What you can do to mitigate the effects of the FedEx and UPS rate increases
- Right-size your packaging. While FedEx and UPS rates are based on weight, that’s not actually the whole story. If your dimensional weight is higher than the actual weight, your package will be rated using the dimensional weight - meaning you’ll be paying more. This makes any excess space within your package extra costly. Focus on packaging that allows space for the items you’re shipping and the necessary cushioning and nothing more.
- Consider opening or using a new distribution center. Shipments with the longest distance to travel cost you the most every year. But in 2023, this will be even more important as the longest zones are seeing the highest increases. Getting closer to your customers could be a great strategy for keeping those costs down.
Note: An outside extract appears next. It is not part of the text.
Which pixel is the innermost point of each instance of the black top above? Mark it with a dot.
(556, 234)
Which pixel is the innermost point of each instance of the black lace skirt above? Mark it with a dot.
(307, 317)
- Take advantage of discounts available to you. Many trade associations and chambers of commerce will offer FedEx or UPS discounts to their members. Oftentimes the annual cost savings from those discounts more than make up for the cost of joining. PartnerShip works with over 130 groups to provide their members with discounts on FedEx services. Contact our team to find out if you qualify.

Wrapping your head around all of the changes for 2023 FedEx and UPS rates can be challenging. But, using this guide to understand what's behind the announced average and published service guides is a good first step. Use this information to properly budget for the new year and set up any mitigation tactics that work best for your business.